Cette vision était si étrange que le paysan pensa longtemps avoir rêvé. Tout se confondait dans un épais brouillard. Mais une chose lui fut toujours certaine : il s’agissait d’une très jeune fille, et son visage serein était d’une grande beauté.
Quand elle fut ramenée à Laudérac, petit bourg situé sur la commune, et que le médecin se fut penché sur elle, il en tira la conclusion qu’elle ne devait être âgée que de onze ou douze ans.
Dans un premier temps, comme personne ne la connaissait dans le village, on ne put l’identifier. Même la cause de sa mort était incertaine. L’eau était entrée jusque dans ses poumons, mais une plaie suspecte, apparemment faite par une arme à feu, avait également été découverte sur la poitrine de la jeune fille. On se dépêcha de faire venir les gendarmes. On interrogea le paysan qui l’avait aperçue le premier, on se rendit sur place, on inspecta, on ne trouva rien. On chercha l’identité de la jeune fille, et très vite l’enquête s’orienta vers une maison de Lavernes, village voisin distant de dix kilomètres en amont. Elle était vide de toute présence humaine lorsque les gendarmes s’y rendirent, mais l’on apprit qu’un certain Joseph Roubaud y vivait avec sa fille Ophélie, et qu’ils n’y avaient plus été vus depuis maintenant une semaine. On fit confirmer par les voisins que la petite noyée était bien Ophélie Roubaud, et ce constat établi, on se mit à chercher le père. De l’avis de tout le monde, cela n’allait guère présenter de difficultés : Joseph Roubaud ayant un pied-bot, il n’avait aucune chance d’échapper aux autorités.
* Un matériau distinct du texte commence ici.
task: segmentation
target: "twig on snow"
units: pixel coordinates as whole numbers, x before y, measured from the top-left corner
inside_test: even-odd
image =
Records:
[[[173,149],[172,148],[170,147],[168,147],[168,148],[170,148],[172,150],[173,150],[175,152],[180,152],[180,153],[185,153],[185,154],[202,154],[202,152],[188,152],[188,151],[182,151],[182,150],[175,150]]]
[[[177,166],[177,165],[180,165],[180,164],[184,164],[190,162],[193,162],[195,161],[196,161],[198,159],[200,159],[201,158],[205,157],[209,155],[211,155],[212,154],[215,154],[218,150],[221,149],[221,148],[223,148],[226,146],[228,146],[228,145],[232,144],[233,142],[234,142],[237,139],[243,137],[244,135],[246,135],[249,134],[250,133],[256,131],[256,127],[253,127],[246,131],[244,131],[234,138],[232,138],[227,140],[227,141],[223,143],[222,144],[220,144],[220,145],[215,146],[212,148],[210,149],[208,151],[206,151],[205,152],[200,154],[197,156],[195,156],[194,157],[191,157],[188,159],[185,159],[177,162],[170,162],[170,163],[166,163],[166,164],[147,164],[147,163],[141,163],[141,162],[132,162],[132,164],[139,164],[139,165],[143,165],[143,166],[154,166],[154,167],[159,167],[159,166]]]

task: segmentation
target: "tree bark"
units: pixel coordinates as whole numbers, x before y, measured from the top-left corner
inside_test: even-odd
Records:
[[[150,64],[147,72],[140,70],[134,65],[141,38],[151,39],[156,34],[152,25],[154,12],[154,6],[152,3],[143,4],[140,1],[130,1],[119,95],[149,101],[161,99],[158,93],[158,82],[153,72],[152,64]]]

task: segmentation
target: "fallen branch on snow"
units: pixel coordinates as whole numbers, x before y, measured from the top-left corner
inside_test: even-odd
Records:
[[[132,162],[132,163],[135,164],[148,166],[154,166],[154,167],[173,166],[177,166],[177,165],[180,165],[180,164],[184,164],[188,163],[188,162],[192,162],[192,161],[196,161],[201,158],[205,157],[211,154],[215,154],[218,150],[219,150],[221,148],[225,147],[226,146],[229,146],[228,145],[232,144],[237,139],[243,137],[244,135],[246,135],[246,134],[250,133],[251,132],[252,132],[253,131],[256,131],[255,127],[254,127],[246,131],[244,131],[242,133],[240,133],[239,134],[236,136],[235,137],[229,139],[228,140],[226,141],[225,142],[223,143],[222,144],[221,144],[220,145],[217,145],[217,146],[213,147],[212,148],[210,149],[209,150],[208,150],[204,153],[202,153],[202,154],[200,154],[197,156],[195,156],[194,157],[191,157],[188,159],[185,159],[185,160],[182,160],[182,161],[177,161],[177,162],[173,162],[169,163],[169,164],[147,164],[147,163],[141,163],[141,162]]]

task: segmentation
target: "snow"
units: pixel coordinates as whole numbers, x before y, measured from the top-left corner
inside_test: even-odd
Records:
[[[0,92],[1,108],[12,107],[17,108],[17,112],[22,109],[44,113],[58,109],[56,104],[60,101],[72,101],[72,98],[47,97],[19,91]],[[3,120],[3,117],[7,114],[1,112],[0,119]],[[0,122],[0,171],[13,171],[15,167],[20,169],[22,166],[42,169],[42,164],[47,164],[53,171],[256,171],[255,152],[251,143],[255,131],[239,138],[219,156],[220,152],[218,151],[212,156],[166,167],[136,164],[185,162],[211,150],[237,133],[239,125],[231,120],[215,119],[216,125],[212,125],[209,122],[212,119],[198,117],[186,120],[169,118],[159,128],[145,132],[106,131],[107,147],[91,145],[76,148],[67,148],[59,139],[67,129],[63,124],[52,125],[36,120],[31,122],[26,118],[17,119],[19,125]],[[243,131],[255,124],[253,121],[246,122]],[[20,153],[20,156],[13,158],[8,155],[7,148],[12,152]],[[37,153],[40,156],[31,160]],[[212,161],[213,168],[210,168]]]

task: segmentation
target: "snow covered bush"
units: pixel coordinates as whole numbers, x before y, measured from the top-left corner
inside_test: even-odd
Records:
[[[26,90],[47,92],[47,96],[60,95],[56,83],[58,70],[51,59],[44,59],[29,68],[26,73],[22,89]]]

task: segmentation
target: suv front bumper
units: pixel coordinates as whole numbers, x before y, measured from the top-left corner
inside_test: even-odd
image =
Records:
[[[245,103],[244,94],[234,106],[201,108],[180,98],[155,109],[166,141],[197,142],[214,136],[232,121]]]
Mais comme il ne reparut pas, l’enquête s’orienta sur lui. Les gens comprirent qu’on le soupçonnait d’avoir assassiné sa fille, et il se répandit dès lors dans le village un puissant sentiment d’incrédulité. Comment cet homme, veuf depuis la naissance de sa fille, infirme et déjà vieux, incapable de porter un seau rempli d’eau, pouvait bien avoir perpétré une telle horreur ? Et même si tout le monde pouvait attester qu’il était plutôt farouche et peu attrayant dans son caractère, il n’avait pas l’étoffe d’un assassin. Quant à sa fille, elle était le joyau de son père, la seule preuve, disait-on, que son infirmité pouvait être dépassée. Ainsi, même les gendarmes en vinrent à douter de sa culpabilité. Il n’y avait d’ailleurs pas grand-chose à dire de son existence, si ce n’est qu’il était né en Vendée, en janvier 1786, qu’il s’était installé à Lavernes avec son père une dizaine d’années plus tard, qu’il était infirme de naissance et que personne, à l’exception d’une pauvre femme au cœur trop grand pour ses maigres forces, n’avait jamais voulu de lui. Alors qu’il avançait en âge, il avait eu Ophélie de cette femme, engendrant une belle petite fille, mais avait aussitôt payé ce cadeau de la vie par la disparition de sa femme. Ainsi, l’amour s’était déplacé. Du cœur de la mère, il était venu colorer les joues de l’enfant, et briller insouciant dans ses yeux et ses cheveux. C’était tout ce que l’on pouvait dire à son sujet. Et ce n’était pas assez.